Die hier dargestellten vier Platzkategorien wurden als Tages- bzw. Halbtagestickets angeboten. Die teuerste Kategorie war die "Pesage réservé", mit 30 Francs für einen halben und 50 Francs für einen ganzen Tag. Die "Pesage" kostete für einen halben Tag 25 und für den ganzen Tag 40 Francs. Die beiden unteren Kategorien A und B kosteten 15 bzw. 5 Francs für einen halben Tag, für eine Ganztageskarte mußten 25 bzw. 7,50 Francs bezahlt werden.
Eine Wochendauerkarte, die für die Kategorien "Pesage réservé", "Pesage" und "Enceinte A" zu erwerben war, mußten 400, 300 bzw. 200 Francs ausgegeben werden.

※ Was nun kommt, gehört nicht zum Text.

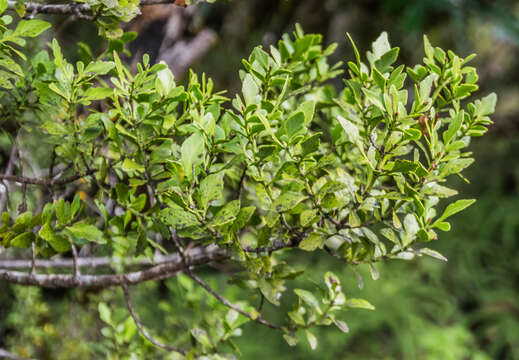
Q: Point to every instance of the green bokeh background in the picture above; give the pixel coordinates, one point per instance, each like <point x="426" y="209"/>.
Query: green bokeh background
<point x="467" y="308"/>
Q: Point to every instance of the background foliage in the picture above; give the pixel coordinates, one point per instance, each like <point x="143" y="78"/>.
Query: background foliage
<point x="466" y="308"/>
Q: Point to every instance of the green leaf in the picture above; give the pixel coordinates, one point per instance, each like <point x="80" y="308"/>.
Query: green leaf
<point x="105" y="313"/>
<point x="191" y="153"/>
<point x="19" y="7"/>
<point x="57" y="242"/>
<point x="311" y="144"/>
<point x="227" y="214"/>
<point x="359" y="303"/>
<point x="31" y="28"/>
<point x="3" y="5"/>
<point x="308" y="217"/>
<point x="165" y="82"/>
<point x="295" y="124"/>
<point x="453" y="128"/>
<point x="406" y="166"/>
<point x="308" y="108"/>
<point x="351" y="129"/>
<point x="97" y="93"/>
<point x="178" y="218"/>
<point x="250" y="90"/>
<point x="287" y="201"/>
<point x="383" y="64"/>
<point x="24" y="240"/>
<point x="454" y="208"/>
<point x="244" y="216"/>
<point x="99" y="67"/>
<point x="86" y="231"/>
<point x="341" y="325"/>
<point x="201" y="336"/>
<point x="381" y="46"/>
<point x="130" y="165"/>
<point x="311" y="242"/>
<point x="211" y="188"/>
<point x="433" y="253"/>
<point x="487" y="105"/>
<point x="308" y="298"/>
<point x="442" y="225"/>
<point x="312" y="340"/>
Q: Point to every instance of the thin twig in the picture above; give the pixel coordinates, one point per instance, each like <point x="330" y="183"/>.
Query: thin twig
<point x="75" y="262"/>
<point x="79" y="9"/>
<point x="230" y="305"/>
<point x="33" y="258"/>
<point x="141" y="328"/>
<point x="45" y="182"/>
<point x="157" y="272"/>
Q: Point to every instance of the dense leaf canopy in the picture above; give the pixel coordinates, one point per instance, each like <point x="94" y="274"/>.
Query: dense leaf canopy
<point x="155" y="178"/>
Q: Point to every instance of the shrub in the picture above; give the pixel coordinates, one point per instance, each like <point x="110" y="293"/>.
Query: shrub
<point x="132" y="170"/>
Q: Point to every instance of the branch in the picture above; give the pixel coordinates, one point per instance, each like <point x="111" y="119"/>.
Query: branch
<point x="158" y="272"/>
<point x="229" y="304"/>
<point x="45" y="182"/>
<point x="88" y="262"/>
<point x="141" y="328"/>
<point x="74" y="8"/>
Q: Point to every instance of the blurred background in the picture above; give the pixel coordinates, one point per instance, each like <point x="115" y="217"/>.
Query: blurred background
<point x="467" y="308"/>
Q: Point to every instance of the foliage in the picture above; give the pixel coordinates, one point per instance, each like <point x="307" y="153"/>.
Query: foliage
<point x="288" y="163"/>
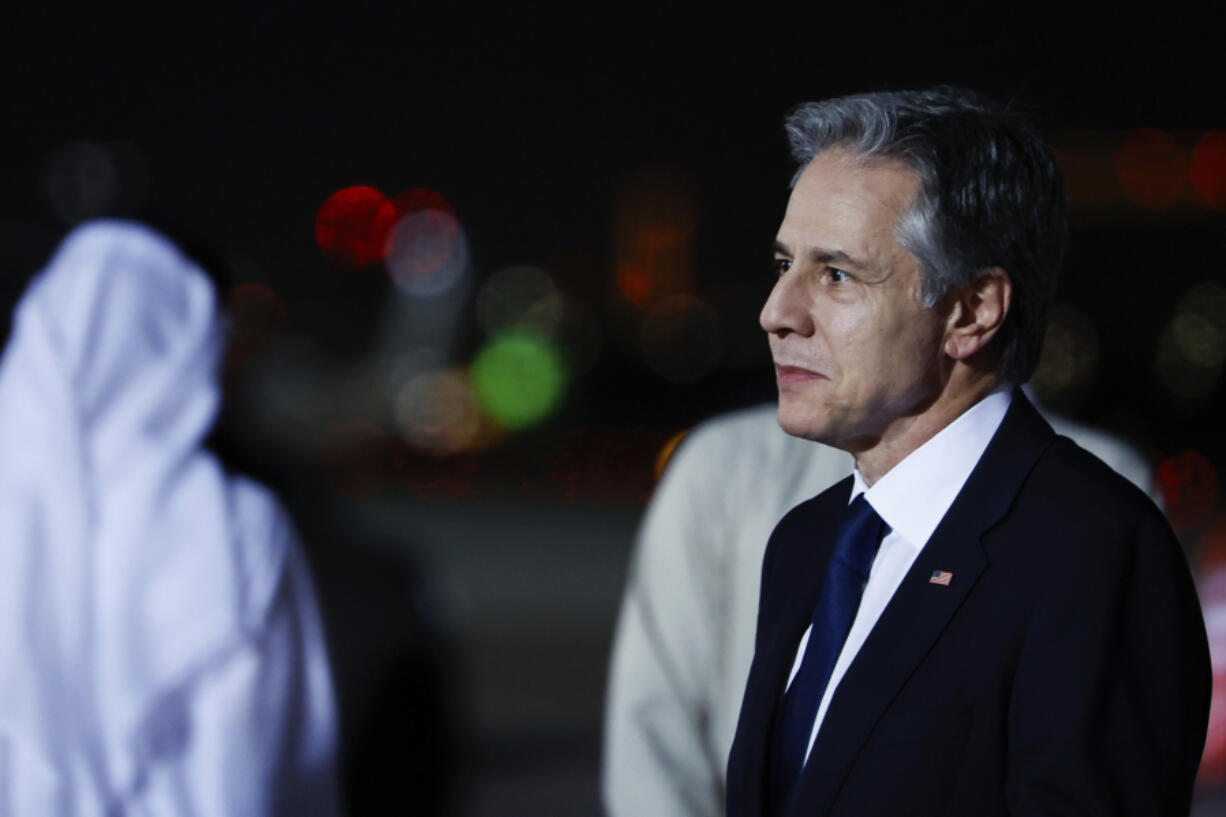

Vgl. hierzu: AUTOUR DES JEUX OLYMPIQUES. La location des places pour Chamonix. In: L'Auto 01.01.1924, S. 8.

 
 

6.3.2.1   Herausragende Athletin - Sonja Henie

"During the 1924 winter Olympic Games at Chamonix, the appearance of a child of eleven years old in the ladies' competition created a sensation. This plumpish faire-haired little girl attired in a dress that did not reach the knee, was making her début in international competition. Her unlimited confidence in herself seemed inspired by an extraordinary belief in the movements she was doing."

BROWN, N.: Ice-skating. A history. London 1959, S. 161.

 

Abb. 21:   Sonja Henie
Sonja Henie

Quelle: DOBROVODSKÝ, V.: Zimní olympijské hry v obrazech. Od Chamonix 1924 ke Calgary 1988. Prag 1988, S. 29.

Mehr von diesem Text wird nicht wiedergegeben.